En faisant sa présentation en société devant une grosse centaine d'élus et d'aficionados, le collectif Nîmotaure a réussi son entrée en scène et convaincu de la solidité de ses convictions.

Diffusé en préambule, le film « Le grand roman de la tauromachie française » de Jacques Alain Raynaud a rappelé aux aficionados combien l'histoire des trente cinq dernières années avait été écrite en France par les générations de matadors qui s'y sont succédées, lesquelles ont apporté, parfois de manière inconsciente de la part de ceux qui l'assimilaient, un discours totalement novateur qui a rendu caduc celui qui prévalait auparavant. Pour les aficionados les plus jeunes ceci est peut-être difficile à comprendre, mais pas pour les plus anciens.

La discussion qui a suivi a permis a Patrick Varin, Chinito, El Andaluz et Frédéric Pascal de préciser les contours de la «Fondation Nimotaure» qui se veut avant tout une boîte à idée dont l'objectif est de débloquer une situation ankylosée par le manque de structures réellement compétitives et aussi, ou surtout, par le manque d'ambition réelle des jeunes aspirants à qui il semble indispensable d'insufler l'esprit des pionniers.

Chacun conservant en mémoire le triste épisode de ces jeunes élèves du Centre de Tauromachie Nîmois qui s'étaient plaint de ne pas toréer assez et avaient reproché à un de leurs professeurs de favoriser le plus apte d'entre eux, ce qui avait entraîné son départ sans que nul ne songe à remettre les aspirants mutins à leur place, il ne fallut pas de longs discours, surtout après le film montrant les galères des plus anciens, pour que la réalité de la situation apparaisse au grand jour : plus que jamais des moyens sont mis à Nîmes pour aider les vocations, et moins que jamais celles-ci sont à la hauteur de l'aide qu'on leur apporte, comme la dernière finale de Graines de Toreros a permis de le vérifier.

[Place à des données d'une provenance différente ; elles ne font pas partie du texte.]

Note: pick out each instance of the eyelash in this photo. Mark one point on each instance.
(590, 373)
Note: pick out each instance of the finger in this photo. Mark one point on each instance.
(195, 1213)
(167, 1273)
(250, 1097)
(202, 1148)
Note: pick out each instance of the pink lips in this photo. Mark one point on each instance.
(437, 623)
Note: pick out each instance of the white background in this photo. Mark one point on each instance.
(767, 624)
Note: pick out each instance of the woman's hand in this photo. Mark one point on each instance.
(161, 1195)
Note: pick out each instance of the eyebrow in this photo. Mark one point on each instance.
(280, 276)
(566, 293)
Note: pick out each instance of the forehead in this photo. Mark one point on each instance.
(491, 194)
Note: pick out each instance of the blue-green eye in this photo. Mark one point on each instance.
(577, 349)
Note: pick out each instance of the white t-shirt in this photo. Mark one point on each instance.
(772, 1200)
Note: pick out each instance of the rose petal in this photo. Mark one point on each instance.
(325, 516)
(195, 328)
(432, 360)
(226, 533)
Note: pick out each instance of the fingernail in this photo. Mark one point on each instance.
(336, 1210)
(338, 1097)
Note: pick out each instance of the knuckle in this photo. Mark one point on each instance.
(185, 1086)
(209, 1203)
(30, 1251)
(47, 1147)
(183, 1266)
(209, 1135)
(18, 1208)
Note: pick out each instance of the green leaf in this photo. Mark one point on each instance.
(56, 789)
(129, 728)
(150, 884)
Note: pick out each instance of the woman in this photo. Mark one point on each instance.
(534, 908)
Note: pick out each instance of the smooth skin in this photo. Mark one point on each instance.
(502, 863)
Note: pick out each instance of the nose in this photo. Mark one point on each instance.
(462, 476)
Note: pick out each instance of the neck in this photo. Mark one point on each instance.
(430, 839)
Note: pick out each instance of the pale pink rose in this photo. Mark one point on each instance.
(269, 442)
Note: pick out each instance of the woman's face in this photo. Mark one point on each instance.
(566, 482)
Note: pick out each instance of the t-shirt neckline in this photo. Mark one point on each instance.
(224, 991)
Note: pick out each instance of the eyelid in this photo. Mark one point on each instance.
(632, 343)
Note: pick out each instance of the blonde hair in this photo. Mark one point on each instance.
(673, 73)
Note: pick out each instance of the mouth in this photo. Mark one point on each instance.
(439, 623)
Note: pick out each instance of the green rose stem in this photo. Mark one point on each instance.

Au regard de ce constat, l'apport dialectique de Nîmotaure ne peut donc qu'être bénéfique : les centre de tauromachie ne doivent pas être des garderies. Aussi sévère cela puisse paraître, et il en a toujours été ainsi, l'aide qu'on y apporte aux jeunes aspirants toreros doit aller vers ceux qui la méritent réellement. Aux autres, dont il ne faut pas brider l'aficion, il faut avoir le courage et la délicatesse de faire comprendre qu'en voulant être toreros ils perdent leur temps. Ce qui n'empêche pas de réfléchir pour eux à une autre formule, telle cette fameuse école d'aficion dont les Aficionados Prácticos, ou Culturaficion, sont le meilleur exemple.